"Mom, I'm the only one wearing a one-piece," my oldest daughter told me yesterday after attending a friend's swim party. "Everyone else is wearing bikinis!" "Did anyone say anything?" I asked.
"I doubt anyone thought you looked weird or out of place," I offered.
"I know," she said. "But I felt weird. I felt different."
And there it is. Part of me wants to repeat what I was told growing up: Christians ARE different. It's never easy to be different from your peers, but looking back--I'm glad I learned that lesson while I was young. It has given me a certain strength of resolve I wouldn't have if my parents had been more permissive.
Being different--insofar as it is the kind of different that bespeaks moral virtue--is good!
On the other hand, I don't want to be so strict that in a few years my daughter will land on Facebook, flaunting her tatted up bikini body. OK, I know that sounds extreme but I just saw it the other day: a very wholesome Christian girl I used to babysit had all these pictures up on FB--posing in her bikini with a huge tattoo across her side.
I can't say I was super surprised--that girl's parents were among the strictest, harshest and most extreme I ever knew--but I still felt disappointed. It made me think about my own daughters and I felt this sudden wave of worry: if my daughters ever do that, I'll be distraught.
And then I think about how hypocritical that is of me--especially since I make very few prohibitions about what my daughters can wear. Still, I feel like I need to draw the line somewhere. I'm drawing it at: Eleven Years Old Is Too Young For A Bikini.
And if she asks when she'll be old enough, I'm going with: 96 years old.
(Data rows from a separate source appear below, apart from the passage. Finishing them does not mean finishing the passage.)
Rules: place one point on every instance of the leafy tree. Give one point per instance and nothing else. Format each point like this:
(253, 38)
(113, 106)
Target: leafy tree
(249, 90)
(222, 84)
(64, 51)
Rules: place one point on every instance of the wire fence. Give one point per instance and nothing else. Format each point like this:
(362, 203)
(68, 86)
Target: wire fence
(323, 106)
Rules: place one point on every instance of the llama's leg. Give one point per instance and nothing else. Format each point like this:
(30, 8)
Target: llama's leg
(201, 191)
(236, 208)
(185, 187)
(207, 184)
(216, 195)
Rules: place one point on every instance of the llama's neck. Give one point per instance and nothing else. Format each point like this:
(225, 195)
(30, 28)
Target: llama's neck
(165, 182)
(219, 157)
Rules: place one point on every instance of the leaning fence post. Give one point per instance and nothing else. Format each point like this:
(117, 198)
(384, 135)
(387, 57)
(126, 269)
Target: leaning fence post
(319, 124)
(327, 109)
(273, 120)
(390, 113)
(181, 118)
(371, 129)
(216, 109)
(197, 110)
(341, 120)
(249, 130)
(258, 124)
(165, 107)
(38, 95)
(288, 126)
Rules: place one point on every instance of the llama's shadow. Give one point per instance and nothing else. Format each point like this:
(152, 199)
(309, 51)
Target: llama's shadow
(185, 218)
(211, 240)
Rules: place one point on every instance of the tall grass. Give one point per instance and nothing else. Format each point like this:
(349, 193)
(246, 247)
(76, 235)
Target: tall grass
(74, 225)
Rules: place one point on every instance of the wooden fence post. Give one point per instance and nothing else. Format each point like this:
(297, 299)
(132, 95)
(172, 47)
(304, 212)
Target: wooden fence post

But my daughter still wants to know why. WHY won't I let her wear a bikini?
Because YOU'RE STILL A LITTLE GIRL!! AND I WON'T HAVE ANYBODY OGLING MY BABY!
OK. So I didn't really say that, my brain just exploded inside with those words. What I really said was: "Let me talk to Daddy and I'll get back to you on that."
So, I went to talk with my husband about it. I told him about the girl we used to know who is all over FB in her bikini and tattoo.
And he said, "It's not about control. It's about relationship."
That was it.
See? It takes me like 500 words to say exactly what he says in 7 words.
Which I means: it's not really about the bikini. It's about my relationship with my daughter.
So, in the context of relationship, I want to have a conversation with my daughter about purity, chastity and why I'm not comfortable with her wearing a bikini. Yet. I just hope I can do this without freaking out.
Got any tips for me?
What are you thoughts on bikinis? Do you allow tankinis? What sorts of conversations do you have about swimsuits? Do you outlaw bikinis altogether? Or do you make modified rules?